Left to my own purposes in the camp I soon discovered a little theatrical society that spanned the straits between service personnel and the intellectual elite of Pleasure Island. This sybaritic group never got around to putting on a performance, but in the processes of choosing a play, designing the setting, reading and rehearsing, it provided amusement to its members. That at least is how it seemed to me, ignorant of the secretive politics that agitated one or two radical young Chinese members of the society and were perhaps discussed only in private by their seniors. Our mentor was a cultivated expatriate school headmaster who, with his wife, entertained us bountifully on their airy, shaded, verandas. Two or three technicians of the same lowly status as myself, undergoing National Service before entering university; Mike, an anarchical intelligence officer who abused his rank to liberate me from the tedium of the radar workshop by sending for me to undertake urgent missions, such as translating some bit of French pornography I found as baffling as he did; a rubber planter deeply versed in Britishness; the beautiful Bee, an Asian Audrey Hepburn; Mavis, of some lovely concoction of races but convicted of seriousness, having been caught reading a British Council pamphlet on Milton during a picnic … such were my new soul companions.
Picnics were the essence of our lifestyle. Shaded by the coconut palms that leaned protectively out over the broiling beaches and womb-warm coastal waters, we lolled and laughed; I probably held forth, more than was appropriate for one so inexperienced, on the tumult of ideas fermenting in my head. I had a theory of God as a construction out of the immediate data of mystical experience, which lost us many a half hour; also a demolition of the concept of free will, which one day we decided to put to the test by making no decisions at all. Mike and I were swimming when this experiment was to begin; we soon found ourselves adrift in a gentle longshore current, which seemed perfectly apropos. We had perhaps taken a glass of wine. As the dark-green wall of close-packed vegetation behind the beach glided effortlessly by we intoned a favourite poem of our sect, Thomas Love Peacock’s grown-up rendering of the old nursery rhyme about going to sea in a bowl:
Fear ye not the waves that roll?
No, in charmèd bowl we swim.
What the charm that floats the bowl?
Water may not pass the brim.
The bowl goes trim. The moon doth shine,
And our ballast is old wine.
… and we droned and drew out the refrain in hollow tones, again and again: ‘And our ballast is old wine …’

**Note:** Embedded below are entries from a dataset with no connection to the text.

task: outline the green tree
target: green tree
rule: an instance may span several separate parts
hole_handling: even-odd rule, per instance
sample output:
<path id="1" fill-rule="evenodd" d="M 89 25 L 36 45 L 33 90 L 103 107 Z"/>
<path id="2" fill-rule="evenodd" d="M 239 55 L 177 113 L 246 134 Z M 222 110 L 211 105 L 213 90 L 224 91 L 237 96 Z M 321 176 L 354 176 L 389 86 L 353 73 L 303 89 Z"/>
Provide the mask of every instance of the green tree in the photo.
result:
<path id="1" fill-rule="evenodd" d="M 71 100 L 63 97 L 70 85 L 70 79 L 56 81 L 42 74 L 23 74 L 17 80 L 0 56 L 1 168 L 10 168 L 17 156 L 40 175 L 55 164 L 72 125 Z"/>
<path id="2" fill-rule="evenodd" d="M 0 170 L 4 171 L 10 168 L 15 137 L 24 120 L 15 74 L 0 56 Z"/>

Nothing went wrong; we were not swept out to sea and thrown ashore on a desert island, or snapped up by sharks. Simply, we remembered that the distance we had travelled was real, and that we would have to walk back – that is, our centres of gravity, our wills and weights, had been shipped along with us in the bowl of tipsiness. So we struck out for the land, abandoning the search for an experimental proof of my theory of free will, whatever it was.